Despite the fact that I don’t believe it was silver but don’t know for sure that it wasn’t, I’m sticking with the silver angle if only because, whimsically, I like to think there is somebody out there who rescued this item and who is currently handing somebody something on a silver platter. Either that or they’re giving it to them on a tin tray (see, it doesn’t resonate, there is no poetry).
I can’t help thinking there is a lesson to be learnt here, a take-away message, no less, highlighted by my attitude towards the silver platter. For instance, I cling to what is most aesthetically, emotionally pleasing – the idea of the silver platter – while resisting the urge to investigate too closely whether or not it is indeed a silver platter because, sub-consciously, I know it is not a silver platter even though there is at least a possibility, albeit remote, that it is actually a silver platter – which is what I want. So, in order to forestall disappointment, I eliminate entirely any chance of fulfilment.

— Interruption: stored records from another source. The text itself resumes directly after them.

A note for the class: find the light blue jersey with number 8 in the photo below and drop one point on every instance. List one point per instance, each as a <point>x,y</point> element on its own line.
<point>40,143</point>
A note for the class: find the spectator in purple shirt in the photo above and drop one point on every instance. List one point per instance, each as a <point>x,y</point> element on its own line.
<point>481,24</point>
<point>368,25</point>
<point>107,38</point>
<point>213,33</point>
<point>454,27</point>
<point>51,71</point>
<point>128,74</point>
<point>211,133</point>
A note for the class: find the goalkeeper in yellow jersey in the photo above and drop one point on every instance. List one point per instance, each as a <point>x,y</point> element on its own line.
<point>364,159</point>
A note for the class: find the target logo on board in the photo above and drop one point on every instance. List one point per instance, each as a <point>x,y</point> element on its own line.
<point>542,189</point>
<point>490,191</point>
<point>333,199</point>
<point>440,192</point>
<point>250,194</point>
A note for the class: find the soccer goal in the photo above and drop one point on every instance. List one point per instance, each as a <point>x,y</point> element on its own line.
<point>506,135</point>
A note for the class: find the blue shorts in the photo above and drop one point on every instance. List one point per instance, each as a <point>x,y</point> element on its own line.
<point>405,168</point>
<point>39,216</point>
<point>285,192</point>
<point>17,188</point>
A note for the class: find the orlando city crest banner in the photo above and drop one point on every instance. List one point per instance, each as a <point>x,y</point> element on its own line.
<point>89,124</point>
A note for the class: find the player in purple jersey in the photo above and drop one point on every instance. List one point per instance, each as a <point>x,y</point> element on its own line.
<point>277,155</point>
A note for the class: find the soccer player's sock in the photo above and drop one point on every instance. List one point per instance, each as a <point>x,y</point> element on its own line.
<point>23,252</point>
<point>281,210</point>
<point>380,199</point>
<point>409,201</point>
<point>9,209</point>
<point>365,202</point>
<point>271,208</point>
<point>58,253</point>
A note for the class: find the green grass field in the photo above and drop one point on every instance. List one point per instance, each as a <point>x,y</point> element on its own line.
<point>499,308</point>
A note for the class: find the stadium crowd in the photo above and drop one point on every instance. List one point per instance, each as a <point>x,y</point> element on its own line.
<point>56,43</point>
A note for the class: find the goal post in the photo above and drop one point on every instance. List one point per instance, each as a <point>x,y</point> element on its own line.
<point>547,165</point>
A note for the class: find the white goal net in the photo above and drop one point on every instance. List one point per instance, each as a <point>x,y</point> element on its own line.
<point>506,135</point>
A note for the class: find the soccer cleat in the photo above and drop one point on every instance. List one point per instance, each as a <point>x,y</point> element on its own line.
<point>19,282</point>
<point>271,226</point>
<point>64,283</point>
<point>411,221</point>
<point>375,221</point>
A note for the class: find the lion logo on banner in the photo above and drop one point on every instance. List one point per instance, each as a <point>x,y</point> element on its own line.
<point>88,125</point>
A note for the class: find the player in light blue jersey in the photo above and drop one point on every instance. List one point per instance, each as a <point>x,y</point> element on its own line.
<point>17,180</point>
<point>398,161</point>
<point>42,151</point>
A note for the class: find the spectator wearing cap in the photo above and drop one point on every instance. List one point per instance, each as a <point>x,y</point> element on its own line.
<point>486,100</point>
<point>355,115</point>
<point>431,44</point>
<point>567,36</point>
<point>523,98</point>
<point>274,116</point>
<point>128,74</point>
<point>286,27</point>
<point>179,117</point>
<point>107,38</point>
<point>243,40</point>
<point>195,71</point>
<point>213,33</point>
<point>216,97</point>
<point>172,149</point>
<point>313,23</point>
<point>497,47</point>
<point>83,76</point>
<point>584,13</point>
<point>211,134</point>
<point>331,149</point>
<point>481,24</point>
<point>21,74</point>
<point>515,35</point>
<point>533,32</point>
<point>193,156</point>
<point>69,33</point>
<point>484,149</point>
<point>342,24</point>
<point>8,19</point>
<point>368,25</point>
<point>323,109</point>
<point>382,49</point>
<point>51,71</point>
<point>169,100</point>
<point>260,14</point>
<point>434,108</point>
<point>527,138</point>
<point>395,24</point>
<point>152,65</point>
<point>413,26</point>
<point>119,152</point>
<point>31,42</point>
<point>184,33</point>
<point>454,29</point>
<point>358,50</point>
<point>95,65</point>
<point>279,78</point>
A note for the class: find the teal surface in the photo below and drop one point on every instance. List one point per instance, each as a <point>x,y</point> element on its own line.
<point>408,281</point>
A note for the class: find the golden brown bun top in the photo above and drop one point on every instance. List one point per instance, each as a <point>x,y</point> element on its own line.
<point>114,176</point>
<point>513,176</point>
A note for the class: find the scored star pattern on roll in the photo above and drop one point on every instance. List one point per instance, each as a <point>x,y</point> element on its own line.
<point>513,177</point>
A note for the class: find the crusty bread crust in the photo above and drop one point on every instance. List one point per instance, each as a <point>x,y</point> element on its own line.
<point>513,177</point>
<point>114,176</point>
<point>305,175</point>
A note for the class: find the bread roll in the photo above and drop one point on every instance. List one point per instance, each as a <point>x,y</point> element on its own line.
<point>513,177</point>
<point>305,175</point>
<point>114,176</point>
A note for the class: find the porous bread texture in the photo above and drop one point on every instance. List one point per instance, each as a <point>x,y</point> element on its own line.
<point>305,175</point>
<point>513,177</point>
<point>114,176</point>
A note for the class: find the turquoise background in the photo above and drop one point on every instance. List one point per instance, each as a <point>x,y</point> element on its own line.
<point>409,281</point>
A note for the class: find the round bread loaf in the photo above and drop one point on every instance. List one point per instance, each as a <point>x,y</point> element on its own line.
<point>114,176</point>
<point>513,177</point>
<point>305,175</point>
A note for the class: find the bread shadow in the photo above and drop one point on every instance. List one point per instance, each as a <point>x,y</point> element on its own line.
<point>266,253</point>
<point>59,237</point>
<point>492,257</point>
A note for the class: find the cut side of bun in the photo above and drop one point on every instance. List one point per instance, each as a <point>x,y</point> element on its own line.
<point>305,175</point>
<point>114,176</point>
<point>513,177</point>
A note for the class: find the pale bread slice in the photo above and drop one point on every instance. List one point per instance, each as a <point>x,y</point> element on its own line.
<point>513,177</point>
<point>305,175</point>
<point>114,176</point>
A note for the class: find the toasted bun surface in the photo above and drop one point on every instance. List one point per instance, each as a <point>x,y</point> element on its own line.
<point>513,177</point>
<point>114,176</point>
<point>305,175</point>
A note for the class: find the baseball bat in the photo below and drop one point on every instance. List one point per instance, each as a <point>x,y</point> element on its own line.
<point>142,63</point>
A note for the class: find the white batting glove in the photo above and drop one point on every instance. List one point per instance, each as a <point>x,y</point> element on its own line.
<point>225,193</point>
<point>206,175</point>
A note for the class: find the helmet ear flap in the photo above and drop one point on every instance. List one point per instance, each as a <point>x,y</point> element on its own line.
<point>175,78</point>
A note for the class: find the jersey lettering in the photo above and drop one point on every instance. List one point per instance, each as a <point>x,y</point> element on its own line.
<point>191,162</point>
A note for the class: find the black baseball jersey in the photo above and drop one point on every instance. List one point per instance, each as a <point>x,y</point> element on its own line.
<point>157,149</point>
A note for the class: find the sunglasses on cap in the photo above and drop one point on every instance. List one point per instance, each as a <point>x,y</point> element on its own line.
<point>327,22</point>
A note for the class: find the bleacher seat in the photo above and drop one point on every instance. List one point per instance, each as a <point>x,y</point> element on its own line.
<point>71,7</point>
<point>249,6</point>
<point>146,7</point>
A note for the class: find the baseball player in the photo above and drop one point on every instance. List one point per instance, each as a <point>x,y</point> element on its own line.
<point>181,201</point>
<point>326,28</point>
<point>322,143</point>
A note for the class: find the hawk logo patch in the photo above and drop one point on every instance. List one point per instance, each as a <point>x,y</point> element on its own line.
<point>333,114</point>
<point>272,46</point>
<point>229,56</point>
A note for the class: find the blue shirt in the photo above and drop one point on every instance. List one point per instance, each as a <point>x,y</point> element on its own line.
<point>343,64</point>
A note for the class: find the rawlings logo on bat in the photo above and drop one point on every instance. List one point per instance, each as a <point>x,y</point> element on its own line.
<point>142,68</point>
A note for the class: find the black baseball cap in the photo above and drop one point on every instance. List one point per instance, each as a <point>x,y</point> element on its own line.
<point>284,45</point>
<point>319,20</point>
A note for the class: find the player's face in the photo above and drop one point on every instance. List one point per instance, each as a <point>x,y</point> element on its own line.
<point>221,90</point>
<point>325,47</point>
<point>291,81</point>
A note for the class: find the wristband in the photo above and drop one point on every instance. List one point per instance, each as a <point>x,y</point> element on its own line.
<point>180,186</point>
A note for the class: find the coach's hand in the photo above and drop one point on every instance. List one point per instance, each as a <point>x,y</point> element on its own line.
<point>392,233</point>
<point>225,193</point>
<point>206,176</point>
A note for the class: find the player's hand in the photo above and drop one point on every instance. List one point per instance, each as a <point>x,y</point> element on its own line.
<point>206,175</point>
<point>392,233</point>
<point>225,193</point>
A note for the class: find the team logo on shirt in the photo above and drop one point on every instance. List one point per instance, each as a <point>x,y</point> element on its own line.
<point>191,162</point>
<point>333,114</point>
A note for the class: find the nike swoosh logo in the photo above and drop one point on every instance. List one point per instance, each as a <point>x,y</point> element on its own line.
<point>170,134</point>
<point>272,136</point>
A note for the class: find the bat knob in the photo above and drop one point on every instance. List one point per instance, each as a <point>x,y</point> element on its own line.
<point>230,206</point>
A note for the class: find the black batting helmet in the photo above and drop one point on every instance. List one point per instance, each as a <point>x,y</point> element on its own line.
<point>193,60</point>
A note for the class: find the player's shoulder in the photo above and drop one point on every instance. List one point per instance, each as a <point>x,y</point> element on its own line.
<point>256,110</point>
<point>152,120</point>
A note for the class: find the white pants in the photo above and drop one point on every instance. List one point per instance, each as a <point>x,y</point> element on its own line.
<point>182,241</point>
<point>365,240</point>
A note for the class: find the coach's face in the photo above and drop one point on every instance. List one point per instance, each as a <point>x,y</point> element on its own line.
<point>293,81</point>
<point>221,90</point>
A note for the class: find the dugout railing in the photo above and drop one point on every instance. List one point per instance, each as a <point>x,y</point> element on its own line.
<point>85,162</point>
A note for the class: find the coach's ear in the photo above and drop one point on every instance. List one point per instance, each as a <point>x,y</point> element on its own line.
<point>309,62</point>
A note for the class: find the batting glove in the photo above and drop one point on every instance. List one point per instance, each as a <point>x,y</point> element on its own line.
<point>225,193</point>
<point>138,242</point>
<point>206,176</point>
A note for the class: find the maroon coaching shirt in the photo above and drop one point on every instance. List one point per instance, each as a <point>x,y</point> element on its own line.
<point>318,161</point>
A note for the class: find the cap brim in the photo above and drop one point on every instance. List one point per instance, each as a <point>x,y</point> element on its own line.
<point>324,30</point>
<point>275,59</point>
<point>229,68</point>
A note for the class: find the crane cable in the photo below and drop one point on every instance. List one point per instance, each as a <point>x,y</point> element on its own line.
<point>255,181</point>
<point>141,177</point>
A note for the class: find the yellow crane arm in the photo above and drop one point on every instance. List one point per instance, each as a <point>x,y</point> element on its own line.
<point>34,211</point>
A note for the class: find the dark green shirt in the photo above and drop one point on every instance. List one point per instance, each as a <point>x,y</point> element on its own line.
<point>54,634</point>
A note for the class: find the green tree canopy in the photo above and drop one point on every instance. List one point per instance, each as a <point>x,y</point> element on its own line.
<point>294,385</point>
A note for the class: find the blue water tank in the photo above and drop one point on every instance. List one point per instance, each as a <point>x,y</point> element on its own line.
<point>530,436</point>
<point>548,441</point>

Isn’t this rather how ideology works? We subscribe to the Big Idea – that we live in a democracy with equal rights and freedoms, for instance – without investigating too closely whether or not this Idea is true in reality (only ratbags do that – why don’t they go and form their own country/religion/club instead of spoiling it for the rest of us?) because we know, deep down, that it is fatally flawed, although if we did examine it more closely, more carefully, we might just discover that the Idea does indeed have real value after all and is most certainly worth picking up and keeping.
Either that or we should simply leave it lying in a laneway once and for all.